Environmental Law & the Defense of Nature
As ecosystems collapse and the climate emergency intensifies, the government often uses its authority to allow the very harm that it is supposed to prevent. Sound crazy? It is. The granting of permits is a battleground where corporations, with their oodles of money to buy influence, have the upper hand over nature. In the face of corporate greed and the enormity of the climate crisis, we need action now before it is too late. An ancient and enduring principle is the trust doctrine. It asserts public property rights to crucial resources such as forests, rivers, minerals, and fisheries. Its core logic compels the government, as trustee, to protect nature and to safeguard the resources we rely on for survival. UN Secretary-General Guterres says, “We must end the merciless, relentless, senseless war on nature.” Amen to that.
Recorded at the University of Oregon.
Speaker
Mary Wood
Mary Wood is Professor of Law and Faculty Director of the University of Oregon School of Law’s Environmental and Natural Resources Law Program. An award-winning professor she’s co-author of leading textbooks on public trust law and natural resources law. She is the author of Nature’s Trust.
Steven in SF –
I got your fine Mary Wood program. Continue onward knowing that AR listeners appreciate information that inspires thinking, followed by conscious actions to repair the broken and restore the whole of life.
Chris Bowen –
Easily among the brightest presentations of the simple, existential truth that I have heard. The glowing beacon we need to debunk false narratives and to step up to the tasks at hand.
Cat Matthes –
Articulate informative and inspirational speech. Action required NOW!
Hopeful to know that people like Mary Wood are working to save lives…operation planet rescue.
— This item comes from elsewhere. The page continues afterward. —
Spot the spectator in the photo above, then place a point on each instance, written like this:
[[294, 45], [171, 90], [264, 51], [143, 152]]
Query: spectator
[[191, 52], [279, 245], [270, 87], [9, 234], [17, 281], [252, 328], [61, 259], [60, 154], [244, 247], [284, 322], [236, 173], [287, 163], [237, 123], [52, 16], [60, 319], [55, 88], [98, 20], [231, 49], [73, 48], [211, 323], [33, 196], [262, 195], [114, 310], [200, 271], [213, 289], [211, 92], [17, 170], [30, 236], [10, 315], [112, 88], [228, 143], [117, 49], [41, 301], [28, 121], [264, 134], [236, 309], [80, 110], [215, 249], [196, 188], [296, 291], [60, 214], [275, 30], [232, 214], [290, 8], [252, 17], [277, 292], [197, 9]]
I’m in!
Ro Meier –
I listened to this on community radio here in Vancouver and was engaged and thrilled by the speakers’ engaged and thrilling account of the problems w Governmental agencies, their potential all but enthralled to vested interests, a brief history of democracy that aligns with the search for a solution to the grip of these vested interests and the deeply felt warnings that not enough is being done to change direction.
Although the many instances of small victories marginally warm up the discussion to the task at hand, it’s an unwelcome lecture that, sadly, could be broadcast from the rooftops as a sort of ironic comeuppance to an empty planet.
Worth listening to before then, then.
Jasmine Vaught –
AMAZING, HEARTFELT & INFORMATIVE PROGRAM.
LISTEN TO THIS PROGRAM AND MORE IMPORTANTLY, FOLLOW THROUGH WITH ACTION.
WITHOUT COMMUNITY INVOLVEMENT, EDUCATION, AND MOST OF ALL, CONCERN FOR THE SURVIVAL OF OUR PLANET, WE ARE DOOMED.